Find the arc length of y = x^(3/2) on [1,4].

Answer 1

\[\int_C ds\to \int_{1}^{4}(\sqrt{1+(y')^2})\ dx\]

Answer 2

cannot really see the integral.. \[\sqrt{1 + y ^{2}} ?\]

Answer 3

\[\Large \int_C ds\to \int_{1}^{4}(\sqrt{1+(y')^2})\ dx\]

Answer 4

i can make it in color too :)

Answer 5

what colors are we talking about? red? green? blue?

Answer 6

so y' = 3x^(2/3)/2?

Answer 7

\[\huge \color{green}{\int_C ds}\to \int_{1}^{4}(\color{#ff23cc}{ \sqrt{1+(y')^2}})\ dx\]

Answer 8

3/2 - 2/2 = 1/2

Answer 9

\[\int\limits_{1}^{4}\sqrt{1 + 3x^(2/3)/2} dx\]

Answer 10

not 2/3 ... 1/2; which makes the ^2 nice and purrty

Answer 11

oh woops :P soo tired.

Answer 12

so then it's going to be 3/2^1/2 but the ^2 negates the 1/2... so it will be sqrt(1-3x/2)dx

Answer 13

sooo close; (3/2)^2 = 9/4

{S} sqrt(1+ 9x/4) dx

Answer 14

ah poo I give up :p

Answer 15

lol

Answer 16

not really :P

Answer 17

\[\int \sqrt{1+\frac{9}{4}x}\ dx\]

\[\int \sqrt{\frac{4+9x}{4}}\ dx\]

\[\frac{1}2\int \sqrt{4+9x}\ dx\]

Answer 18

tricky tricky

Answer 19

if we had a 9 wed be set to rock ...

\[\frac{1}2\frac 99\int \sqrt{4+9x}\ dx\]
\[\frac{1}{18}\int 9(4+9x)^{1/2}\ dx\]

Answer 20

almost got it nailed down

Answer 21

that 1/2 comes from a 3/2 so we have to catch it when it pops out with a 2/3

Answer 22

nah, i missed it; the 2/3 is afterwards

Answer 23

\[\frac{1}{18} \int9(4+9x)^{1/2}\ dx=\frac{1}{18}\frac{2}{3}\frac{(4+9x)^{3/2}}{3/2}=\frac{4}{162}(4+9x)^{3/2}\]
maybe :)

Answer 24

http://www.wolframalpha.com/input/?i=integrate+%28sqrt%284%2B9x%29%2F2%29

Answer 25

just a wee bit askewed

Answer 26

sorry I went to get a bite to eat, let me review P

Answer 27

where did this 9/9 come from? or why exactly?

Answer 28

when that function inside gets integrated; the chain rules gonna pop out a 9

Answer 29

since there is no 9 there we need to borrow one from 9/9

Answer 30

unless you wanna go thru the whole u sub thing where u = 4+9x, du = 9 dx; du/9 = dx

\[\frac{1}{2*9}\int (u)^{1/2}\ du\]

Answer 31

either way, we need to borrow a 9 to get where we want to go with it

Answer 32

that's how I learned it, u sub....

Answer 33

ooo I is tired.... I got the rest of this.

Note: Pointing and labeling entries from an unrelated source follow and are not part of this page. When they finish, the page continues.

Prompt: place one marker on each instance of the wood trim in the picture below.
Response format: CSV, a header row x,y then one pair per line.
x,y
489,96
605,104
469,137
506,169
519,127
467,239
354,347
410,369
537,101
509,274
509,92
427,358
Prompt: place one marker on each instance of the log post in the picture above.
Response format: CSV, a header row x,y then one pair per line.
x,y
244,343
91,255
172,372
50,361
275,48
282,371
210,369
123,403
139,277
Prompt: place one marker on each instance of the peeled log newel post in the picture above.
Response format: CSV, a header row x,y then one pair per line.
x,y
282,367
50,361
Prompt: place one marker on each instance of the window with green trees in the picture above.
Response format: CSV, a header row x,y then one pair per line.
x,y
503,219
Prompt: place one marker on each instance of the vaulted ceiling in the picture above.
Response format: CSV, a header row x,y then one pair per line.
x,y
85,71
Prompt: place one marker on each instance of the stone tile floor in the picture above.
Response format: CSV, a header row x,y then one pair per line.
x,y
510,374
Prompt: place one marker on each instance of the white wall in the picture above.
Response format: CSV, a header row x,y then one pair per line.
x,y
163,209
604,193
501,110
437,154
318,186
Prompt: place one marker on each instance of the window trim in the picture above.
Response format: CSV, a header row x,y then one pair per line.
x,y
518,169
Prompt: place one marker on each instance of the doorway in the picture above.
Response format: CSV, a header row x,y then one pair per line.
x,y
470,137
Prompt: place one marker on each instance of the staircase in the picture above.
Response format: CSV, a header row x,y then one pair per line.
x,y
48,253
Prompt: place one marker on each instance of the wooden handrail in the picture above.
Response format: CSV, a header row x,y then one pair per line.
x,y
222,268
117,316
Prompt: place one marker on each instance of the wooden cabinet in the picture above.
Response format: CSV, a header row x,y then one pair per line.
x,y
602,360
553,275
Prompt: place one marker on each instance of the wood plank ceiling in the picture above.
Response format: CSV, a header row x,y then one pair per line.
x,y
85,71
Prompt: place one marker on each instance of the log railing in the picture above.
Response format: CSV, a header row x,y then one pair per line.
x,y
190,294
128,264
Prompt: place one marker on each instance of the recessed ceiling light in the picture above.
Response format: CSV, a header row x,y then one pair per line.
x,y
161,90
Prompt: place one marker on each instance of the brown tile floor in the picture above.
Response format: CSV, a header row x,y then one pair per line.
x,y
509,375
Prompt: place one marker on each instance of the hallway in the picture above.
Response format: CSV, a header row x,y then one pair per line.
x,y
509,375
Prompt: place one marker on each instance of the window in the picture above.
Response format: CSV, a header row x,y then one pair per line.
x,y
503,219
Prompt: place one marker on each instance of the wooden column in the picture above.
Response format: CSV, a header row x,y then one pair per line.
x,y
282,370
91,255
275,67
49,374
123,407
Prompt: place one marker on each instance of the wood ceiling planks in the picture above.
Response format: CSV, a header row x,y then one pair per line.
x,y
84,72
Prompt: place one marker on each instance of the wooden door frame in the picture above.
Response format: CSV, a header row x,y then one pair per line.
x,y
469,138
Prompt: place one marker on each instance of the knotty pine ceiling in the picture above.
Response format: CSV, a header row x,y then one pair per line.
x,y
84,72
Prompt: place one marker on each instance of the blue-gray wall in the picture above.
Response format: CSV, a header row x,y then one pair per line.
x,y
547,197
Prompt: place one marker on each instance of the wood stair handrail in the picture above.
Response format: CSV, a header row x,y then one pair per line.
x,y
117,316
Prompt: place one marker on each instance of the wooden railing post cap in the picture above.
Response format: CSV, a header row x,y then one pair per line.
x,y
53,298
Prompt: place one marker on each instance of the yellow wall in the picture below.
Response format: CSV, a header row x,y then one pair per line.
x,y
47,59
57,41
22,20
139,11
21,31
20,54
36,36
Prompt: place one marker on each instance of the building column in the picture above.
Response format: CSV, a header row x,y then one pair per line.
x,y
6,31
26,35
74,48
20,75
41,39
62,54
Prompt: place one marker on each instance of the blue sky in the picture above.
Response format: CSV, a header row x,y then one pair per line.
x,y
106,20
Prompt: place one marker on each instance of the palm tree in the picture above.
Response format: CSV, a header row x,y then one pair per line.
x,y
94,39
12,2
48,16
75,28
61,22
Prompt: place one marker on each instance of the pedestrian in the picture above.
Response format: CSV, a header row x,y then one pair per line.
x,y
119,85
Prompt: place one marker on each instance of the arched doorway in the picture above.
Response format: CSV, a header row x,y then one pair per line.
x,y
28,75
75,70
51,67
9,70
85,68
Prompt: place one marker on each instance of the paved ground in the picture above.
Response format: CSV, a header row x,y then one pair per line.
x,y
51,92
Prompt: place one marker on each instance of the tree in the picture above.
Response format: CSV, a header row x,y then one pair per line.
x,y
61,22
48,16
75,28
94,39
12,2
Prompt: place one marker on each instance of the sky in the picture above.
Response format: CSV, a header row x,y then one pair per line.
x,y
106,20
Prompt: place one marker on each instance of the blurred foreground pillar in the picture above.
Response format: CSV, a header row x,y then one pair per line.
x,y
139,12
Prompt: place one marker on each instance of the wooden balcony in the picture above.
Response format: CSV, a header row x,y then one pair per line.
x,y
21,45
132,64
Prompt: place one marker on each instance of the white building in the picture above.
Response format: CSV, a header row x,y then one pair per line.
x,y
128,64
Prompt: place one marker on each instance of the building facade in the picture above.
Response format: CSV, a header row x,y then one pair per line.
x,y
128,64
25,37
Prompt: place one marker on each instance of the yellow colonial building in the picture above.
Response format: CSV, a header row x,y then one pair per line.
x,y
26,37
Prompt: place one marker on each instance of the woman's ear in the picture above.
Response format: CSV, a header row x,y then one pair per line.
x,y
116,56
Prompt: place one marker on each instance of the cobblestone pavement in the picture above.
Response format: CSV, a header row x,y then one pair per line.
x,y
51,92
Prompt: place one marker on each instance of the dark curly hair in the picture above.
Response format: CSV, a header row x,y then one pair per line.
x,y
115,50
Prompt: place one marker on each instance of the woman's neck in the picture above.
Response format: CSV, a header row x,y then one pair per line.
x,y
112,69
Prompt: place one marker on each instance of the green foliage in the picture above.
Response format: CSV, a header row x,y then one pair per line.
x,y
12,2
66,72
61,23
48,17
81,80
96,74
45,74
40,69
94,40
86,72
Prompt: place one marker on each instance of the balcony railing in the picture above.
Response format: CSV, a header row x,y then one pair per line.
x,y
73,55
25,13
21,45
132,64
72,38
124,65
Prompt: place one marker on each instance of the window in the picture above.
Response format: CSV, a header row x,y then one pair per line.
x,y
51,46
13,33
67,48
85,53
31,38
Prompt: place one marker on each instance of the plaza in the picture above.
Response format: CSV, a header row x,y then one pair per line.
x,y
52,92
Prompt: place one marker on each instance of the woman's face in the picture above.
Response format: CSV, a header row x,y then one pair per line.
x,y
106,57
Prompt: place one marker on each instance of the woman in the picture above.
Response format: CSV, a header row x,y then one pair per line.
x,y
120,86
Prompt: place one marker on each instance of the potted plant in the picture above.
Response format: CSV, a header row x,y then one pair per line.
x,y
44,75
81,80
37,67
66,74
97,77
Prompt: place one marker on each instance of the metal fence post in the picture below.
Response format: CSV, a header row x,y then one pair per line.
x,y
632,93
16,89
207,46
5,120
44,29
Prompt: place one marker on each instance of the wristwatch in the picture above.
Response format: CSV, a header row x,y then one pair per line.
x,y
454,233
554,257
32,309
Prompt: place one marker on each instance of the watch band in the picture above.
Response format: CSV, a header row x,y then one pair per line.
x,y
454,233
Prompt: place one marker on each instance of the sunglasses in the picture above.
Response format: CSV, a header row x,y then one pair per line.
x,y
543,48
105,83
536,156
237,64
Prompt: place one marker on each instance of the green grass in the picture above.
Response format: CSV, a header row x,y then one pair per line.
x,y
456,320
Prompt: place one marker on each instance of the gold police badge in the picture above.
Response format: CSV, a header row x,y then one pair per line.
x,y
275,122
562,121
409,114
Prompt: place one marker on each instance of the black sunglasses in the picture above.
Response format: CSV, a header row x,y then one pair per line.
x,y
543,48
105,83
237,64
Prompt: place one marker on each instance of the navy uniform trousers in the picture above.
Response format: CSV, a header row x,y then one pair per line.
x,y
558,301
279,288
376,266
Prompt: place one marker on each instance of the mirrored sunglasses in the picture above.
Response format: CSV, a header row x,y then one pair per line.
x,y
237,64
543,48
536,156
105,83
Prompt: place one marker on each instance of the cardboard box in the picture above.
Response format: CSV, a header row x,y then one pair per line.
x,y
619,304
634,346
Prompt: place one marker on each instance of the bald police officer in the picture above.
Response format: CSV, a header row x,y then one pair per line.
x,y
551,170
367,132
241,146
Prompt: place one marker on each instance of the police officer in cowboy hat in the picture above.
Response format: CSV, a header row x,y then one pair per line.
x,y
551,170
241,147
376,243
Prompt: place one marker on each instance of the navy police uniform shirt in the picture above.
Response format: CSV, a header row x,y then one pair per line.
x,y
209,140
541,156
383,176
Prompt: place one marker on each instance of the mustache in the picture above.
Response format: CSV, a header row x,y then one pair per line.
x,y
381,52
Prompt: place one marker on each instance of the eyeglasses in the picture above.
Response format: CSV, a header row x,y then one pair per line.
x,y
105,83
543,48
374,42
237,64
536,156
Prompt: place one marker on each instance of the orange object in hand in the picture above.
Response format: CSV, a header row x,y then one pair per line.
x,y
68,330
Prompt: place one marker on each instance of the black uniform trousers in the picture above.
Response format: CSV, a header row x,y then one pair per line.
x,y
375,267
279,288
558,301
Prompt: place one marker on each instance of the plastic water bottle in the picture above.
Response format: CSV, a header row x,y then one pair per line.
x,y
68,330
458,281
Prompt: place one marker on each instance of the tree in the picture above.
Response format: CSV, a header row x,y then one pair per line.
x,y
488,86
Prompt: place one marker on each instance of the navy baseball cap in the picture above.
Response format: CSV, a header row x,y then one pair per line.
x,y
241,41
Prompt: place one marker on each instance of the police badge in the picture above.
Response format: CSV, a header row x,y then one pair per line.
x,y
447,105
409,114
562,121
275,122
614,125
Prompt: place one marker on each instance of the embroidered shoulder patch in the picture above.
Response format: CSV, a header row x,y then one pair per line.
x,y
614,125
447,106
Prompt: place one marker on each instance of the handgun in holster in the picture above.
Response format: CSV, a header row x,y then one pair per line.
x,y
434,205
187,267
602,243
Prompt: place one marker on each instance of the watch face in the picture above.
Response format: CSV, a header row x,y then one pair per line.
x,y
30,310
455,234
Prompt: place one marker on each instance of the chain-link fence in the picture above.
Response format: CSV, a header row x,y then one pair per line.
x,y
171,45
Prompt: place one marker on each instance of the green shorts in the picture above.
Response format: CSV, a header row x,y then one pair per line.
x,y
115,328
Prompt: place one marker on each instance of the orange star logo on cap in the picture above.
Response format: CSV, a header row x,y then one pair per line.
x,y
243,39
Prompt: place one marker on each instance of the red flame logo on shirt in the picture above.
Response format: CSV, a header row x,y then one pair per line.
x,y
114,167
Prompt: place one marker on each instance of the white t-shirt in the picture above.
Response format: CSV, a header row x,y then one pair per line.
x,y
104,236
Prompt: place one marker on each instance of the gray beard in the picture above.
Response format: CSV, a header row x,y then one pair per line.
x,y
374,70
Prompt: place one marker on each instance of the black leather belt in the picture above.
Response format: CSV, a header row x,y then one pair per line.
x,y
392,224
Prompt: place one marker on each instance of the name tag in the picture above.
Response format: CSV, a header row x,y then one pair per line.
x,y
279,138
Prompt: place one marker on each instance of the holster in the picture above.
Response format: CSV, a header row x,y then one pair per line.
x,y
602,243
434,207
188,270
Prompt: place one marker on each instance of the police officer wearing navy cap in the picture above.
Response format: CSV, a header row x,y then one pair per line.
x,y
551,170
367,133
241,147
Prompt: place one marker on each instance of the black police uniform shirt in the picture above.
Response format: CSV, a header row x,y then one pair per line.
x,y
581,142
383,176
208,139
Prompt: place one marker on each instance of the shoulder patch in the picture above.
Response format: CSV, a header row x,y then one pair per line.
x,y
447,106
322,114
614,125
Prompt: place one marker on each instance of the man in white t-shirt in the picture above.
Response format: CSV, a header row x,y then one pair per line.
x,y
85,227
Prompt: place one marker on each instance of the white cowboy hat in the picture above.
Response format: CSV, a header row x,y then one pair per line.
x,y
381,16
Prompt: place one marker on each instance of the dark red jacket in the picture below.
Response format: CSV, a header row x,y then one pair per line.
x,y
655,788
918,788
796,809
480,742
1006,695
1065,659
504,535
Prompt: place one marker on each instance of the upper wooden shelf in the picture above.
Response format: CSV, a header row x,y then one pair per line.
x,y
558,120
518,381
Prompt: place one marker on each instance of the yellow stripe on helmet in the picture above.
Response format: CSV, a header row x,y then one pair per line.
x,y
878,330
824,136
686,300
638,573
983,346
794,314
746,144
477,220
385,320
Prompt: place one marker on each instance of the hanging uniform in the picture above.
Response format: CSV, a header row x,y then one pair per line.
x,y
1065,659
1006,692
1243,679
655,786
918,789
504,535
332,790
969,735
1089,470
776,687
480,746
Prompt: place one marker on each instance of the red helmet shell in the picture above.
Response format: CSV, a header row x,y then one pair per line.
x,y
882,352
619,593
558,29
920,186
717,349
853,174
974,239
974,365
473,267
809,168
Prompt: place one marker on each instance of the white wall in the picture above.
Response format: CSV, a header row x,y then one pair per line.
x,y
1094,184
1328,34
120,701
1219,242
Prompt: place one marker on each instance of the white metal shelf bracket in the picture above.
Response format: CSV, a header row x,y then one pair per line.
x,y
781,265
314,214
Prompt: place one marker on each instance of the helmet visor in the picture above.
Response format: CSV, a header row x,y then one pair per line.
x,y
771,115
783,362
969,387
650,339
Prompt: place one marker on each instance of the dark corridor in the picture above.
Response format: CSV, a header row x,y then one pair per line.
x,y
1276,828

Thanks very much sir/maam have a great night, thanks for all the help tonight

Answer 34

this one ..

Answer 35

damn yuou beat me to it, yues.

Answer 36

\[\int \sqrt{1+\frac{9}{4}x}\ dx\]
is the setup so its just a matter if integrating over the interval

Answer 37

is this going to be the same setup for any eq? sqrt(x'^2? + y'^2)?

Answer 38

yes, you measure the length of any curve in the same way; if its in 3diminsion you add in a z'^2 but yes; distance is distance

Answer 39

Ah okay makes sense... I always find my biggest problem with this stuff is trying to understand why I'm doing it. Professors like to give out eq but not explain them, and not explain how a problem can use multiple ones...

Answer 40

yeah, there is alot of handwaving at times since the proofs behind the intuitions can get complicated

Answer 41

its best just to remember this picture and understand that the length of the curve is adding up the total sum of /\s that we measure

Answer 42

\[\sum \Delta s^2 = \sum (\Delta x^2+\Delta y^2)\]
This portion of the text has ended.